El señor Wellhung era el socio más popular del campo nudista.

Una chica le comentó a otra, recién llegada:

«Es el único hombre aquí que puede llevar al mismo tiempo dos vasos de café, uno en cada mano, y una docena de donas».


Doña Facilisa, esposa de don Cuclillo, le reclamó al arquitecto que les hizo su casa:

«El clóset de la recámara es muy bajo».

«Señora -le indicó el profesionista-, tiene la altura estándar».

«Podrá ser -concedió la quejosa-, pero casi todos mis amigos son más altos».


Hacía un calor de casi 40 grados a la sombra, pero doña Panoplia de Altopedo, señora de buena sociedad, llegó a la sesión mensual del Club de Jardinería «Piñanona» luciendo un finísimo abrigo de visón.

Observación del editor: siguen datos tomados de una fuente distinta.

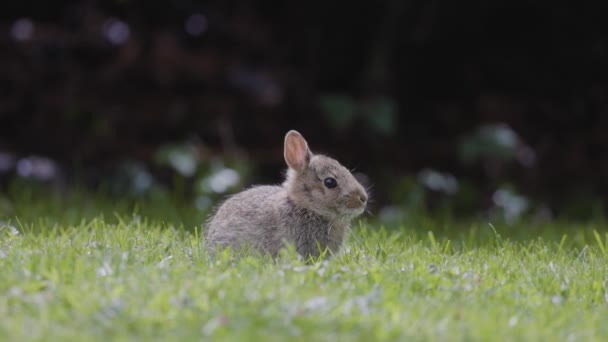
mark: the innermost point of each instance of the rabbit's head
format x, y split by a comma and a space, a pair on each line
320, 183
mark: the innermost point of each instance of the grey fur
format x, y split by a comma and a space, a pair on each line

Su amiga doña Gules le afeó eso, pues era animalista, ecologista, ambientalista y conservacionista.

Le preguntó, ceñuda:

«¿No te da vergüenza lo que debe haber sufrido el pobre animal para que vos pudieras tener ese abrigo?».

Doña Panoplia se molestó bastante.

«¿Te ha dado ahora por compadecer a mi marido?».


Un vendedor puerta por puerta llamó a la de un apartamento.

Le abrió Pepito, chamaco de 7 años.

Estaba fumando, bebía de una lata de cerveza y traía bajo el brazo una revista porno.

Le preguntó el vendedor:

«¿Están tus papás?».

Respondió el chiquillo al tiempo que le echaba en la cara una bocanada de humo:

«¿Vos qué crees?».


«¿De qué color traés la ropa interior?».

Eso, y una respiración jadeante y agitada de hombre, oyó la señorita Himenia, célibe madura, cuando levantó el auricular de su teléfono.

Le preguntó al acezoso individuo:

«¿Es ésta una llamada obscena?».

Replicó, hosco, el sujeto:

«Sí».

«Entonces espéreme un momento, por favor -le pidió Himenia-. No vaya a colgar. Voy a traer mis cigarritos y una taza de café para disfrutar mejor la llamada».


Don Chinguetas llegó a su oficina cojeando, con la cabeza vendada y un brazo en cabestrillo.

«¿Qué te pasó?» -le preguntó su socio, consternado.

Respondió Chinguetas:

«Mi vecino me golpeó con una pala».

Inquirió el socio:

«¿Y no tenías en la mano algo para defenderte?».

Contestó don Chinguetas:

«Tenía una nalga de su esposa, pero eso no servía para propósitos defensivos».